The cost of commuting has soared to a new high. Or is it low? Across the country train fares are being hiked, along with VAT rates and petrol costs. A cheeky pint is looking more insolent in the cold light of 20%.
Salaries at my workplace were frozen last year, although any increase would be miniscule in comparison to this new cost of living, and my heart goes out to anyone who has been made redundant. London weighting has not changed in 15 years and yet anyone who has to travel to, from and within the city, not to mention drink, eat and, it feels, breathe pay more than in any other part of the country.
Our disposable income is being siphoned away through taxes and nigh-on monopolies that exploit free market mentality. The savings we make by living outside of the city are lost along with the hours spent making the journey.

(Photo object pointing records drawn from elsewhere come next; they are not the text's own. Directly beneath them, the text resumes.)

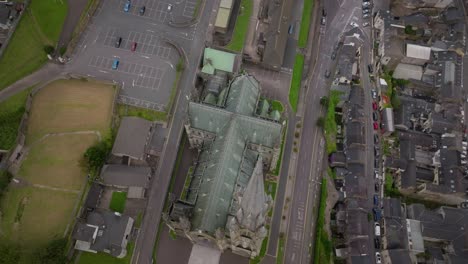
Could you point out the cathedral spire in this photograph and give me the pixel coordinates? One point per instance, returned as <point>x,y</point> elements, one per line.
<point>254,201</point>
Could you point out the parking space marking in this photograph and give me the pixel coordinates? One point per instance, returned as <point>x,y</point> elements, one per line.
<point>154,10</point>
<point>144,76</point>
<point>189,8</point>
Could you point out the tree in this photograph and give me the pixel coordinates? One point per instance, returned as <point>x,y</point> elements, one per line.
<point>95,156</point>
<point>52,253</point>
<point>9,253</point>
<point>324,101</point>
<point>321,122</point>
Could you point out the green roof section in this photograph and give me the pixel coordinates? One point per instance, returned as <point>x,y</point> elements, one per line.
<point>217,60</point>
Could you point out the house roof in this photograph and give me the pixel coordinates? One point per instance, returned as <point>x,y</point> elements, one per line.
<point>418,51</point>
<point>217,60</point>
<point>277,33</point>
<point>408,71</point>
<point>132,137</point>
<point>94,195</point>
<point>112,231</point>
<point>127,176</point>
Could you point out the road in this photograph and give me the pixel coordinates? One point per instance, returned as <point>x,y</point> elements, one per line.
<point>148,232</point>
<point>301,225</point>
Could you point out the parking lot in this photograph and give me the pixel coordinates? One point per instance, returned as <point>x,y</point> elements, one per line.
<point>146,62</point>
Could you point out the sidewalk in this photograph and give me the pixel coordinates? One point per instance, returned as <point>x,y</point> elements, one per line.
<point>48,72</point>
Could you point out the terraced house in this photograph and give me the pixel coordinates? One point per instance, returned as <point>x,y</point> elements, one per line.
<point>225,205</point>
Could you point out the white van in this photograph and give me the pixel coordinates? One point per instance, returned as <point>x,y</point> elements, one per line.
<point>377,229</point>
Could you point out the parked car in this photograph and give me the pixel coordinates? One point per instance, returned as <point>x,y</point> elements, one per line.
<point>377,229</point>
<point>115,64</point>
<point>375,116</point>
<point>142,10</point>
<point>377,243</point>
<point>127,6</point>
<point>118,42</point>
<point>377,215</point>
<point>378,258</point>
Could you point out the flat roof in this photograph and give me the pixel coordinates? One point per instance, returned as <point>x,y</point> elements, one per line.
<point>222,18</point>
<point>217,60</point>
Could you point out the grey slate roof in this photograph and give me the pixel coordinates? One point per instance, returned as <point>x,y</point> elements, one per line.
<point>111,229</point>
<point>225,165</point>
<point>132,137</point>
<point>127,176</point>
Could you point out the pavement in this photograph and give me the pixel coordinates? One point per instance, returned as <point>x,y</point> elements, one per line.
<point>75,9</point>
<point>310,160</point>
<point>145,241</point>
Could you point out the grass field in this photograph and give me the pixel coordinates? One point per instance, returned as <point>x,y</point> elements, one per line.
<point>33,216</point>
<point>37,28</point>
<point>242,26</point>
<point>150,115</point>
<point>296,81</point>
<point>58,165</point>
<point>118,200</point>
<point>41,207</point>
<point>305,23</point>
<point>11,113</point>
<point>69,106</point>
<point>103,258</point>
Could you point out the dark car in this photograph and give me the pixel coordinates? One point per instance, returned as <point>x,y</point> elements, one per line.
<point>118,42</point>
<point>375,117</point>
<point>377,243</point>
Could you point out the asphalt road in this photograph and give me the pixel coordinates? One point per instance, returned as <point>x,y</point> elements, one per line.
<point>148,232</point>
<point>301,225</point>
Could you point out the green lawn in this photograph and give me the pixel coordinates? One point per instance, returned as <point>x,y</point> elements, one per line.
<point>242,26</point>
<point>118,200</point>
<point>296,81</point>
<point>25,52</point>
<point>323,246</point>
<point>305,23</point>
<point>11,112</point>
<point>148,114</point>
<point>104,258</point>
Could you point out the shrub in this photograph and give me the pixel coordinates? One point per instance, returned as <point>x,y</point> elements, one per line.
<point>49,49</point>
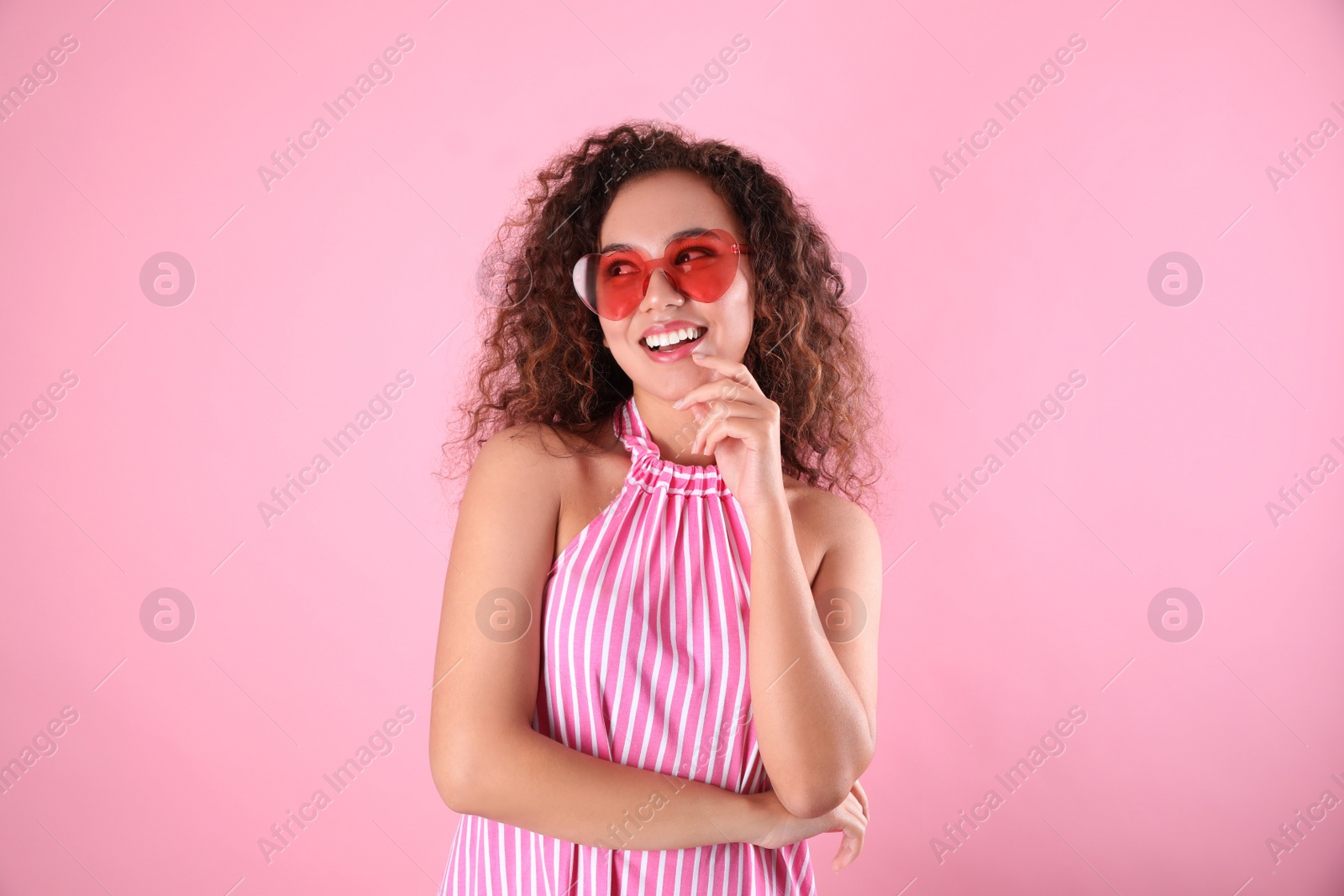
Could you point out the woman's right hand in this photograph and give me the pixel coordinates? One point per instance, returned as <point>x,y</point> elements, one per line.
<point>784,828</point>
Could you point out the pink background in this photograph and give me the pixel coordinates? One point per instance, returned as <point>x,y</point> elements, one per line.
<point>311,296</point>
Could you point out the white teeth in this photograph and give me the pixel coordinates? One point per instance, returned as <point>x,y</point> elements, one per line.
<point>659,340</point>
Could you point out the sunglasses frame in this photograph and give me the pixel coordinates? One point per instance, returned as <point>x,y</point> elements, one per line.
<point>651,265</point>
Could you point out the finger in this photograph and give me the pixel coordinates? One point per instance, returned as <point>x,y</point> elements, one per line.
<point>851,842</point>
<point>716,432</point>
<point>723,390</point>
<point>864,795</point>
<point>722,414</point>
<point>725,367</point>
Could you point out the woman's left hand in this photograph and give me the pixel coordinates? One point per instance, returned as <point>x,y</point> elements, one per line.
<point>739,426</point>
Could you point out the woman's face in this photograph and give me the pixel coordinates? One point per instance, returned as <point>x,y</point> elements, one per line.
<point>647,214</point>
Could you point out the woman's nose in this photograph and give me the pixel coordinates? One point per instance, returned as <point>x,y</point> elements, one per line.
<point>660,291</point>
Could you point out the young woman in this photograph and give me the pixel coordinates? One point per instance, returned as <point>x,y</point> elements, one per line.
<point>669,374</point>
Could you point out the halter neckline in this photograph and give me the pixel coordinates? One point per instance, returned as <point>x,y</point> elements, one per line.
<point>649,469</point>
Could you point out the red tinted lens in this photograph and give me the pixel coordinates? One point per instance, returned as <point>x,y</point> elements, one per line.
<point>613,285</point>
<point>703,266</point>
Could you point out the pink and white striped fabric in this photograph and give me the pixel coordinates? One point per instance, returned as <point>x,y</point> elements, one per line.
<point>644,647</point>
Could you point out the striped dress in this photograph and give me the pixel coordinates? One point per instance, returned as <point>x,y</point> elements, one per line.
<point>644,661</point>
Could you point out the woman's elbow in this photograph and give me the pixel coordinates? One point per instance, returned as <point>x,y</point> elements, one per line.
<point>810,799</point>
<point>456,777</point>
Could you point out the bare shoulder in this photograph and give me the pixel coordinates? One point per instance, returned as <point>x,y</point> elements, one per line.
<point>522,450</point>
<point>824,520</point>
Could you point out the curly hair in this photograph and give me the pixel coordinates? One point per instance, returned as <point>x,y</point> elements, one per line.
<point>543,360</point>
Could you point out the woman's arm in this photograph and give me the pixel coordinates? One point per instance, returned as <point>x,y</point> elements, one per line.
<point>484,755</point>
<point>815,687</point>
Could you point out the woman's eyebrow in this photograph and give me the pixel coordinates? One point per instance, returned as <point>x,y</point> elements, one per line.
<point>690,231</point>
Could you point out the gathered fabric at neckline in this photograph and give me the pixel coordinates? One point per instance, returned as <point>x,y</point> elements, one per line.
<point>649,469</point>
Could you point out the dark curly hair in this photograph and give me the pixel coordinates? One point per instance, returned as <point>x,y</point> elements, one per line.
<point>543,360</point>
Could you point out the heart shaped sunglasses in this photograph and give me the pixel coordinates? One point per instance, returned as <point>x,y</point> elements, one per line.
<point>701,266</point>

Jesus in the famous passage above says, “Render unto Caesar that which is Caesar’s” – a statement that has been analysed left, right and sideways. Theologians and philosophers have suggested variously that he was being evasive, divisive, submissive and, it seems, ultimately quite effective, since it can therefore mean what you want it to mean.

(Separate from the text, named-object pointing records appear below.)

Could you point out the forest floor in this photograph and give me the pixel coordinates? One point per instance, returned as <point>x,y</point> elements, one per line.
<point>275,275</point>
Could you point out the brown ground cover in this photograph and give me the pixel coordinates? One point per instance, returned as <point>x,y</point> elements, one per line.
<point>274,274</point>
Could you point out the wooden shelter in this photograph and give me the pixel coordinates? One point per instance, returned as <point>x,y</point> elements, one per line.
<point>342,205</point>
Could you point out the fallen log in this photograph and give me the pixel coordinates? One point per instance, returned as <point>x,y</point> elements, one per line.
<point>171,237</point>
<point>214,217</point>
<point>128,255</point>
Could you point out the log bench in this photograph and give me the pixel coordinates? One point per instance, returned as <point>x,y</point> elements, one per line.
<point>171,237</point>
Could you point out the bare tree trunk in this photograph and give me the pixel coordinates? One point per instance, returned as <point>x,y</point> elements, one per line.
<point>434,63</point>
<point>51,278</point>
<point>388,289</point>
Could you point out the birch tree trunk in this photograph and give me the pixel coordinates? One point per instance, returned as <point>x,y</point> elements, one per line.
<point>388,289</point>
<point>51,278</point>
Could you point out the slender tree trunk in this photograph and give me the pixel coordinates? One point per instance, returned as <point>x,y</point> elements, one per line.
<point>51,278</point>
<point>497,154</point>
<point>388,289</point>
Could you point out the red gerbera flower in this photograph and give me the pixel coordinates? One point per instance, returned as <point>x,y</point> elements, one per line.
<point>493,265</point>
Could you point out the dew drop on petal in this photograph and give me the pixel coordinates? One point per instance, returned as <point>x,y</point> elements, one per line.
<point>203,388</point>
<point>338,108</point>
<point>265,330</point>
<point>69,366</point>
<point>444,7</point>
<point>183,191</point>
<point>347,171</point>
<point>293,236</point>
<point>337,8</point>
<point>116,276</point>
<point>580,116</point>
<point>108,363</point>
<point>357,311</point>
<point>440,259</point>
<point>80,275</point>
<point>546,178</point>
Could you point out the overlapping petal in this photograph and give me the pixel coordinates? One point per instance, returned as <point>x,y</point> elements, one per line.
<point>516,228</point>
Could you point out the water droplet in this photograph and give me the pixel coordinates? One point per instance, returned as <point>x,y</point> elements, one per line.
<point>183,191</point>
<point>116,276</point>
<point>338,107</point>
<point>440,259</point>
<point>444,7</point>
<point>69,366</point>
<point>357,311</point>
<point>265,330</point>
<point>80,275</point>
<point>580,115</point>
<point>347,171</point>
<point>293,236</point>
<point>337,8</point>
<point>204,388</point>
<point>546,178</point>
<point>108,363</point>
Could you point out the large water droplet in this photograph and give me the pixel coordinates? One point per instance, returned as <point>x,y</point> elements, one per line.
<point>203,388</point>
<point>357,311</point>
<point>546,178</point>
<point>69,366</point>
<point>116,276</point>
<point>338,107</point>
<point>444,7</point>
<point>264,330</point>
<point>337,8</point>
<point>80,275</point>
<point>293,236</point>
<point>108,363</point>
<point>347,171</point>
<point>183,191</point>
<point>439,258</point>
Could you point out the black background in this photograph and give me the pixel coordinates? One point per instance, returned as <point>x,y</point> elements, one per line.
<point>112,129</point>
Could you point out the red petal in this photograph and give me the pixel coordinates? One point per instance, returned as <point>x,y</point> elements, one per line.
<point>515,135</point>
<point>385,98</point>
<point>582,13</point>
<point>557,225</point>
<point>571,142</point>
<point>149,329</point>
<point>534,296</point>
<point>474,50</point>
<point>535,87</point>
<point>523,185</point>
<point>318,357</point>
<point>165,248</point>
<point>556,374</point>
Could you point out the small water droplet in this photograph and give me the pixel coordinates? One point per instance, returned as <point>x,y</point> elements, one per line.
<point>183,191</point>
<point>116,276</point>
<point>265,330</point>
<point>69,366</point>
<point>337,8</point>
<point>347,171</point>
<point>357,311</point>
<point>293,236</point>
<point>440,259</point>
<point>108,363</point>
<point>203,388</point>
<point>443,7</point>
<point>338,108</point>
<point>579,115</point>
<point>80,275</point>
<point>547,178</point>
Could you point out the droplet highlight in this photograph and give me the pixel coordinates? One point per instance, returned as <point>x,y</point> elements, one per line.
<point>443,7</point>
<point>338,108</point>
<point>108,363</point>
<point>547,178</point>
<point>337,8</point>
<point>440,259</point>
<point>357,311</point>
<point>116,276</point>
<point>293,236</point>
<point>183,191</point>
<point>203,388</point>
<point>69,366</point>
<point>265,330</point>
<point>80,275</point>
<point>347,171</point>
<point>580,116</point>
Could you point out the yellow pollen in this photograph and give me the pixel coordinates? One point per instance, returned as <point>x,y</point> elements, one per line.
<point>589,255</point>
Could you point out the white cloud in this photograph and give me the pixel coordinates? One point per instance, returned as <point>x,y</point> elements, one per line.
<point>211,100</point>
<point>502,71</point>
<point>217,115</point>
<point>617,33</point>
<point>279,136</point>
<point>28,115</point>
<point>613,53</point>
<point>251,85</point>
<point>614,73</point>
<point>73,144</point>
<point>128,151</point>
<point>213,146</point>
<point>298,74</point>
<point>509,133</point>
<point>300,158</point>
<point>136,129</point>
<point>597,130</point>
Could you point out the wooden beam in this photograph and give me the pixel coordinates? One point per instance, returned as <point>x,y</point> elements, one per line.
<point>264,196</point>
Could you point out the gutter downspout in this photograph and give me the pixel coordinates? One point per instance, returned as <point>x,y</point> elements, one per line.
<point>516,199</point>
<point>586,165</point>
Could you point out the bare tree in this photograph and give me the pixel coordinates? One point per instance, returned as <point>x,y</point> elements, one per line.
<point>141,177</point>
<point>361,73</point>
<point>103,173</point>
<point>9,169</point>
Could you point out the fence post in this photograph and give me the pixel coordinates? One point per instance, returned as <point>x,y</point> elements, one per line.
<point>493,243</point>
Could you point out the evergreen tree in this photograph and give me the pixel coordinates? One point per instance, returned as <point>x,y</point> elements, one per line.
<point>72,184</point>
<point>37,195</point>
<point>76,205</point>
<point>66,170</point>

How do Jesus’ words relate to facing up to the cost of commuting? They invite the question: how much you are willing to give the State? There is a greater cost to commuting than just financial; there is your free time, your family time, your personal space, and they are definitely not Caesar’s to own.
If you interpret Jesus’ words as divisive then there is an even bigger question to answer, because with paying more tax across the board, you render Caesar that much more. Marx-reading Mennonites don their suit and shame for the 7.15 to King’s Cross to make their 9am lecture on civil disobedience.
We have created a society so big that it expects its citizens to live and work many miles apart and yet David Cameron’s ideal of a “Big Society” is conversely about identifying the smaller communities and making them more self-reliant through their members. Perhaps Cameron himself hasn’t faced up to the wider costs of commuting.
Aside from the unpragmatic implications of the Big Society, and its reliance on the disposable non-working hours that many people don’t have, it may perhaps provide escape: jobs and employment move out of the battery farms and sardine tins of cityscapes and into local offices and high streets. The commute is no more (nothing is certain but death and taxes).
Idealistic perhaps, but as long we choose to pay the fares and be part of the commute we render unto Caesar that which is his, and more: we also render him our dreams.